You don’t have to look far to find mean people.
Back in the 60’s, when I lived in a Long Beach, CA neighborhood, there was an older gentleman who lived on our street. There were fifty 8-to-12-year-olds on that street, so you can imagine that there was much play in the street and each other’s yards. It was a glorious time of pretending to be superheroes with towels as capes, operating lemonade stands, riding bikes, and building forts.
Kids were everywhere.
Anytime one of us crossed this man’s yard, he’d yell at us. Any toy that happened to go over his fence was gone forever. He regularly complained to our parents. We did our best to stay away from the “grumpy old man.”

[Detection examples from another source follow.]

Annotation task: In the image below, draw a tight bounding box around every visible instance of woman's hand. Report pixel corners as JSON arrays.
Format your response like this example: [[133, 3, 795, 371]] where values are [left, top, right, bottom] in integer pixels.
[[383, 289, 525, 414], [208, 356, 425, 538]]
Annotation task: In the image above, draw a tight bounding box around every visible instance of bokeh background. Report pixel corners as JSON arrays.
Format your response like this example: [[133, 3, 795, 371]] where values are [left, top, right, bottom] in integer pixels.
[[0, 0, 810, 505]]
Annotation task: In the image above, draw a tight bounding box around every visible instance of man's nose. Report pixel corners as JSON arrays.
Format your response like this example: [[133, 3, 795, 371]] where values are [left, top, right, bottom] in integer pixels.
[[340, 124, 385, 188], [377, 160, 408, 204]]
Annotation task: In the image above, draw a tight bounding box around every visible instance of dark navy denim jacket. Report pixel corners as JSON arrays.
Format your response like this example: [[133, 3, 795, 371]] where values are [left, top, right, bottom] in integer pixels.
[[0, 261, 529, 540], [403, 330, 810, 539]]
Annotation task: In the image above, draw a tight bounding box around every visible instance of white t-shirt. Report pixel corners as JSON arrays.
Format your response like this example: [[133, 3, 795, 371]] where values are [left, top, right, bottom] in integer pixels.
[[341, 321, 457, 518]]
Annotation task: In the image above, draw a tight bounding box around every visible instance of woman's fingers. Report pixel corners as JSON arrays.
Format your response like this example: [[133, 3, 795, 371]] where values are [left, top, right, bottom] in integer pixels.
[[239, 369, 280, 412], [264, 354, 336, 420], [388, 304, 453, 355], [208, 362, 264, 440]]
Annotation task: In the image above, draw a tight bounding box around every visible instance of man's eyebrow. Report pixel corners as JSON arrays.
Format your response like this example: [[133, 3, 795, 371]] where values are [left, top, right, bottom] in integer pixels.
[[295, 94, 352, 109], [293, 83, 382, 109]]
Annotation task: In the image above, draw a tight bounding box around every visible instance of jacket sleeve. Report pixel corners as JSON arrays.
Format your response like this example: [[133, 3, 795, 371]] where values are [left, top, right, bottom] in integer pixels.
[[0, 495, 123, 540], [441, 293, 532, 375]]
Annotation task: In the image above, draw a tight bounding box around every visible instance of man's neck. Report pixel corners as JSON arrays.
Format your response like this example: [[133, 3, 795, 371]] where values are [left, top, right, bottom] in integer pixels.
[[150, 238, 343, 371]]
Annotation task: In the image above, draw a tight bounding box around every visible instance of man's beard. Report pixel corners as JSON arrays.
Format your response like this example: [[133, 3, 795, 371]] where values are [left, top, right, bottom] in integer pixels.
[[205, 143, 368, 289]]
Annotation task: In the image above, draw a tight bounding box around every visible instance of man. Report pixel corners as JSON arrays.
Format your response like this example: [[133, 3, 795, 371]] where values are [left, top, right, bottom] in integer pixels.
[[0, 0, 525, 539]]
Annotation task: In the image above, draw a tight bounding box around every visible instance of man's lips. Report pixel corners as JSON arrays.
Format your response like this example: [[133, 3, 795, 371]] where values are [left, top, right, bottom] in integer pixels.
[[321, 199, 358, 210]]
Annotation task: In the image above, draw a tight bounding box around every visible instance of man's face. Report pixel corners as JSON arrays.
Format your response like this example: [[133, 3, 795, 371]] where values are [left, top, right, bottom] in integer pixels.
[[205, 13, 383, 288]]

This happens at work, too.
At work, we encounter people acting mean all the time. The Workplace Bullying Institute’s 2014 study of US workplaces found that 65 million workers are affected by bullying. We see teasing with demeaning downplay of others’ ideas and efforts. We see cliques form where outsiders are scorned. We see bosses trashing their employees’ work in front of the whole team.
This behavior has an adverse impact on health. A New York Times article outlined what can happen when workplace incivility reigns.
Mean people are sometimes allowed to get away with selfish behavior while keeping their jobs. We’ve seen more than one professional sports player be in the news for mean or abusive behavior. Some get suspended or otherwise disciplined, but in some cases, the behavior–or at least their attitude–may not change. Sometimes a team values talent over character.
Why do people act mean? There might be many valid reasons–they feel bad about themselves, they were unloved or abused as a child, they may have health or financial problems, or simply may be too exhausted to put forth the effort to be nice. They may have seen powerful, mean leaders “succeed.” It could be many factors, but it does not really matter why. All we can do is make a choice about how WE are going to respond to it.
I believe we have three options:
Tolerate. We can choose to remain civil with mean people and just try to ignore their behavior, or excuse it with, “That is just how they are.”
Insulate. We can choose to remain connected with mean people while intentionally limiting our interaction with them. We may be assertive about what behaviors are acceptable and what are not, and are willing to leave the family dinner or team meeting if things get out of hand. This approach may be better than merely tolerating, but it means we must always be “on guard.”
Eliminate. We can choose to separate ourselves from mean people completely. We may change jobs, move to a different neighborhood, stop attending certain events, or break off the relationship. We do not judge; we just move on.
What is the best option for you? For your well-being, I highly recommend insulation or elimination. Life is too short to deal with mean people.